BACKGROUND: Laryngoscopy and tracheal intubation are associated with hemodynamic pressor responses, which can have adverse effects. During anesthesia induction with propofol target-controlled infusion (TCI), we aimed to determine the most appropriate dosage of alfentanil required for intubation, using a steady effect-site concentration of propofol and with the use of vecuronium.
METHODS: Eighty ASA class 1 or 2 patients presenting for elective surgery were allocated at random to one of four groups. Anesthesia was induced in all patients with TCI of propofol target concentration 8 µg /ml, followed by vecuronium (0.12 mg/kg). This was reduced to 5µg/ml when the effect-site concentration had been 4µg/ml. After the effect-site concentrations had reached to 5µg/ml, control group received normal saline, group 1 received alfentanil 10µg/kg, group 2 received alfentanil 20µg/kg, and group 3 received alfentanil 30µg/kg. Laryngoscopy and intubation were performed 90 s later. Heart rate was monitored continuously. Systolic blood pressure, diastolic blood pressure and mean arterial pressure were measured at pre-induction, post-induction (pre-intubation) and post-intubation, respectively. Complications such as hypotention and bradycardia were recorded until 5 minutes had elapsed after tracheal intubation.
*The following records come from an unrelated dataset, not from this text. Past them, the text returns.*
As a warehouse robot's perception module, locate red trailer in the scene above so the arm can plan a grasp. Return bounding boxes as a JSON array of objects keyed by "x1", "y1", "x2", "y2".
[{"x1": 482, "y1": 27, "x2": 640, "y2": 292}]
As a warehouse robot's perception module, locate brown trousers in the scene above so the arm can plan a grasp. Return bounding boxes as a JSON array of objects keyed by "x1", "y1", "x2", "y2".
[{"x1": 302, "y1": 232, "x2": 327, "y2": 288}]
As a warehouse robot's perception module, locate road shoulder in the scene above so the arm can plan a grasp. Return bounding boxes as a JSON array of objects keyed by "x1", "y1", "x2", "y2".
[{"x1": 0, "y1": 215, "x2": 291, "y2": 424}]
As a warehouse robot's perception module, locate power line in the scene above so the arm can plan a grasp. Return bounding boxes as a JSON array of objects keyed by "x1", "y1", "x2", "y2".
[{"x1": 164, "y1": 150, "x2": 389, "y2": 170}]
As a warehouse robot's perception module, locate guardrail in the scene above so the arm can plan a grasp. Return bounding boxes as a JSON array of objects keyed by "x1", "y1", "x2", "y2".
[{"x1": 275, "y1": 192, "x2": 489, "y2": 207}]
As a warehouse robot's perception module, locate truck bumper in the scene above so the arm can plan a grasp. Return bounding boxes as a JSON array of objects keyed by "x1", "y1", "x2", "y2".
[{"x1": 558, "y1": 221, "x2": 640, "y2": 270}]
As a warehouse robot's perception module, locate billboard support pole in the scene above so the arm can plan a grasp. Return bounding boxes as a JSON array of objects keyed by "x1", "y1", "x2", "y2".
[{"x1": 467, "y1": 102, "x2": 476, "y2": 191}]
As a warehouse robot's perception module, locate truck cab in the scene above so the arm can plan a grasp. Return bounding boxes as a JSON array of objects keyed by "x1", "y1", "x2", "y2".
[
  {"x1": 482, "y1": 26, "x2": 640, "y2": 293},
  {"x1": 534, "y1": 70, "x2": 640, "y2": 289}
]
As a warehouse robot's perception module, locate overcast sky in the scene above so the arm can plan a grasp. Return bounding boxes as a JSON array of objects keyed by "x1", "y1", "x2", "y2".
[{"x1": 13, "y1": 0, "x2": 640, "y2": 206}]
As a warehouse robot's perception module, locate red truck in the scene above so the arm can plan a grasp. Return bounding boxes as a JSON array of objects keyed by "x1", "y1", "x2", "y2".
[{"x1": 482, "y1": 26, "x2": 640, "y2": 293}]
RESULTS: Control group showed significant increases associated with tracheal intubation in all hemodynamic variables (P < 0.05). Post-intubation values decreased significantly from pre-induction values in groups 1, 2 and 3 (P < 0.05). In groups 2 and 3, hypotension and bradycardia occurred (zero in group 1) but there were no significant differences in their incidences between the three groups.
CONCLUSIONS: We suggest that alfentanil 10µg/kg constitutes the optimal dosage to obtund the hemodynamic responses to tracheal intubation, using propofol TCI (5µg/ml) and vecuronium for induction of anesthesia.